Cyber espionage campaign targeted stock exchange executive’s Outlook account

Attackers spent five months silently stealing emails from a stock exchange executive’s Outlook account in a suspected espionage operation.
A threat actor quietly sat inside a senior executive’s Outlook account at a major global stock exchange for roughly 150 days, from October 2025 to March 2026.

Broadcom’s Symantec and Carbon Black threat-hunting team investigated the incident and published their findings this week. They don’t name the exchange, and they don’t attribute the attack to any known threat actor.
By quietly monitoring the mailbox, attackers could collect sensitive information on negotiations, internal discussions, calendars, contacts, travel plans, and potentially market-moving events. Researchers highlighted the case because it shows how a single compromised executive account can provide a detailed picture of an organization’s activities without attackers needing to move elsewhere on the network.
“For an espionage actor, a senior executive’s mailbox is a high-value intelligence target. An Outlook profile may yield details of external negotiations, internal deliberations, the executive’s calendar, travel pattern, and their contacts.” reads the report published by Broad Symantec. “Organizations such as exchanges and regulators may hold non-public information about listings, enforcement actions and market-moving events. Months of unfettered access to that mailbox lets an attacker build a near-complete picture of the target’s working life and the organization’s near-term direction without ever having to move laterally elsewhere on the network.”
According to the researchers, attackers are not financially motivated, the compromise is part of an intelligence operation.
The first signs of malicious activity appeared on October 10, 2025, though how the attacker got in initially remains unknown. At that point, two malicious binaries were already running on the host with SYSTEM-level privileges, disguised as Adobe Acrobat and OneDrive processes. The attacker had already done the hard part before anyone was watching.
The operation turned active on November 12, when command-and-control channels came online and data started moving. The tool at the center of everything was a wrapper around Aspose, a legitimate commercial .NET library that can parse Outlook mailbox files.
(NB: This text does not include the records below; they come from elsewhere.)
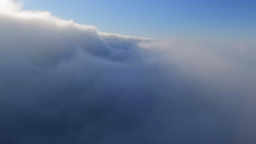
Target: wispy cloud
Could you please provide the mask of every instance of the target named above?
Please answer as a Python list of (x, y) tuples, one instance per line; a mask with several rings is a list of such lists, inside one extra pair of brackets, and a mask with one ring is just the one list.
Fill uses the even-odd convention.
[(255, 44), (123, 36), (0, 5), (0, 143), (255, 143)]

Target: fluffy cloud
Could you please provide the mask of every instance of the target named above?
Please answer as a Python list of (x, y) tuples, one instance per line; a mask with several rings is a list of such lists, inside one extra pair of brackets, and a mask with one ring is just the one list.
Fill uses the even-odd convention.
[(0, 1), (1, 143), (255, 143), (256, 45), (99, 32)]

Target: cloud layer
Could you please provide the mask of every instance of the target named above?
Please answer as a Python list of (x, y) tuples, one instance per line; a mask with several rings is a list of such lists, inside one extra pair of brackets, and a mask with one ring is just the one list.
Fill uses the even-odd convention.
[(255, 143), (256, 45), (99, 32), (0, 1), (1, 143)]

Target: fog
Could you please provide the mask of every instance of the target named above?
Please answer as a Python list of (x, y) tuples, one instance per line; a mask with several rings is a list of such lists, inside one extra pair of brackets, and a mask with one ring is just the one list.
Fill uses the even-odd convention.
[(255, 143), (256, 44), (98, 31), (0, 0), (1, 143)]

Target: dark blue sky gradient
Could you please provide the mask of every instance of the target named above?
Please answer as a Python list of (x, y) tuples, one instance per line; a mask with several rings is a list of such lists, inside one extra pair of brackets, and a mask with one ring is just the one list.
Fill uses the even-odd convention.
[(23, 1), (25, 9), (49, 11), (108, 33), (243, 40), (252, 40), (256, 36), (254, 1)]

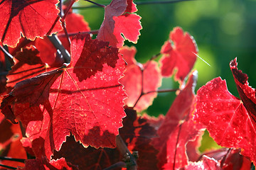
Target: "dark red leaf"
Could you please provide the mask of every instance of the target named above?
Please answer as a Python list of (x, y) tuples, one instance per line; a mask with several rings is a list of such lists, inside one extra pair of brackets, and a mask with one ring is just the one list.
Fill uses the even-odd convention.
[[(157, 150), (150, 144), (156, 131), (145, 119), (137, 116), (136, 111), (130, 108), (126, 108), (125, 111), (127, 116), (124, 118), (124, 127), (119, 130), (119, 134), (131, 151), (139, 152), (139, 169), (157, 169)], [(60, 150), (54, 152), (53, 159), (60, 157), (78, 164), (80, 169), (90, 170), (104, 169), (122, 162), (124, 155), (120, 155), (117, 149), (85, 148), (79, 142), (75, 142), (73, 137), (67, 137)]]
[[(88, 23), (84, 20), (83, 16), (69, 12), (65, 20), (68, 33), (74, 33), (78, 32), (85, 32), (90, 30)], [(63, 47), (68, 51), (70, 51), (70, 45), (69, 44), (68, 39), (64, 33), (64, 30), (59, 32), (57, 35), (61, 41)], [(70, 36), (71, 39), (73, 36)], [(48, 38), (45, 38), (43, 39), (37, 38), (36, 40), (36, 47), (40, 51), (40, 58), (44, 63), (53, 66), (56, 65), (56, 60), (59, 59), (56, 56), (56, 48), (53, 47)], [(62, 66), (63, 61), (58, 61)]]
[(191, 115), (196, 79), (197, 72), (194, 72), (157, 131), (159, 137), (154, 140), (154, 144), (160, 151), (158, 154), (160, 169), (176, 169), (188, 164), (186, 146), (189, 141), (195, 140), (203, 130), (201, 125), (194, 123)]
[(136, 11), (132, 0), (113, 0), (105, 7), (105, 19), (97, 38), (110, 42), (110, 45), (117, 47), (123, 45), (124, 38), (137, 43), (142, 27), (141, 17), (132, 13)]
[[(0, 156), (17, 159), (26, 159), (26, 154), (20, 140), (22, 138), (20, 125), (12, 124), (0, 114)], [(0, 160), (1, 164), (16, 167), (23, 163)]]
[[(58, 0), (1, 0), (1, 41), (14, 47), (21, 34), (31, 40), (46, 35), (58, 15), (59, 10), (55, 6), (58, 3)], [(50, 33), (60, 30), (60, 22), (58, 21)]]
[(18, 168), (18, 170), (78, 170), (78, 168), (65, 162), (64, 158), (48, 162), (46, 158), (42, 159), (28, 159), (25, 162), (25, 167)]
[(168, 110), (165, 119), (157, 130), (159, 138), (154, 140), (154, 146), (160, 149), (166, 142), (174, 128), (188, 115), (195, 97), (194, 88), (197, 81), (197, 72), (191, 74), (186, 87), (180, 91)]
[[(43, 114), (43, 120), (26, 123), (29, 140), (43, 137), (49, 159), (70, 132), (84, 146), (114, 147), (115, 136), (125, 116), (123, 100), (126, 95), (118, 81), (125, 65), (118, 49), (91, 40), (88, 34), (78, 35), (72, 42), (71, 56), (71, 63), (58, 69), (62, 74), (58, 72), (61, 76), (51, 86), (48, 101), (33, 108), (39, 109), (34, 114), (38, 114), (38, 118)], [(46, 84), (49, 82), (45, 80)], [(25, 104), (19, 106), (23, 109), (15, 109), (21, 113), (21, 120), (31, 112)]]
[(175, 80), (183, 81), (193, 68), (198, 53), (197, 45), (193, 37), (176, 27), (171, 31), (169, 40), (162, 46), (161, 53), (161, 74), (170, 76), (176, 69)]
[(14, 60), (15, 64), (7, 75), (7, 87), (13, 88), (16, 83), (46, 71), (47, 66), (42, 62), (39, 52), (33, 46), (21, 48)]
[(256, 123), (256, 91), (255, 89), (249, 86), (247, 75), (238, 69), (236, 60), (236, 58), (232, 60), (230, 66), (239, 96), (250, 118)]
[[(161, 76), (158, 64), (154, 61), (149, 61), (144, 64), (137, 63), (134, 59), (136, 48), (134, 47), (125, 46), (119, 50), (119, 52), (123, 55), (128, 64), (124, 76), (120, 79), (120, 83), (124, 86), (128, 94), (125, 103), (133, 107), (143, 91), (145, 95), (140, 98), (134, 108), (137, 111), (142, 111), (152, 104), (157, 95), (157, 93), (154, 91), (156, 91), (161, 85)], [(146, 94), (148, 92), (151, 93)]]
[(202, 86), (195, 102), (194, 120), (206, 126), (220, 146), (242, 148), (255, 162), (255, 121), (242, 101), (233, 96), (225, 81), (215, 78)]

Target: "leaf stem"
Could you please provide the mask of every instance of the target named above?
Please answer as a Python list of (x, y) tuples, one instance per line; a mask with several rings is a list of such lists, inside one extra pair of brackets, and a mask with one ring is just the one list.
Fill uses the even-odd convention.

The attacker used it to convert the executive’s OST file into a PST archive and push it out in dated chunks, each covering a window of a few weeks.
“Eight further OST-extraction runs followed at roughly two-to-four-week intervals through to February 17, 2026, each time with a -t window that adjoined the previous one.” continues the report. “The cumulative effect over the five months observed is a complete, near-continuous theft of the user’s Outlook mailbox, broken into incremental archives small enough not to draw attention from security software.”
Exfiltration went through Dropbox and OneDrive Personal to avoid rising suspicion. Both are services that appear in normal corporate traffic every day. The attacker also hardcoded Microsoft IP addresses instead of hostnames for OneDrive calls, which neatly bypasses DNS-based logging. That’s not a rookie move.
Persistence was a constant concern. The attacker re-registered scheduled tasks every few weeks under names mimicking Adobe, Lenovo, and OneDrive services. The task intervals rotated between 5-minute, 5-hour, 15-hour, and 24-hour windows. Each new registration overwrote the previous one, keeping the footprint minimal. On February 27, a new binary appeared masquerading as the OneDrive sync service; on March 19, another disguised as an Adobe driver component. The attacker kept refreshing their grip on the machine all the way to the end.
The identity of whoever is behind this stays unknown. The use of public tools, cloud infrastructure for both C2 and exfiltration, and no reuse of infrastructure tied to known groups all make attribution very difficult. What’s clear is that the operation was tightly scoped, technically disciplined, and almost certainly state-linked given the target and the patience involved.
Symantec and Carbon Black have published the full list of indicators of compromise, including file hashes for the mailbox stealer and the various masquerading executables, at security.com. If you run endpoint detection for a financial institution, regulator, or anyone else sitting on market-sensitive information, those hashes are worth feeding into your tooling today.
“The attackers’ focus throughout was on a single objective: long-term, incremental theft of the contents of a single Outlook mailbox, exfiltrated through Dropbox and OneDrive Personal in small batches over a period of five months to avoid raising suspicions or triggering alerts on the system.” concludes the report. “This was a tightly focused and highly targeted campaign, with five months being a significant dwell time for an attacker. It is notable to see the different techniques and approaches used by the attacker in order to stay under the radar and maintain persistent access.”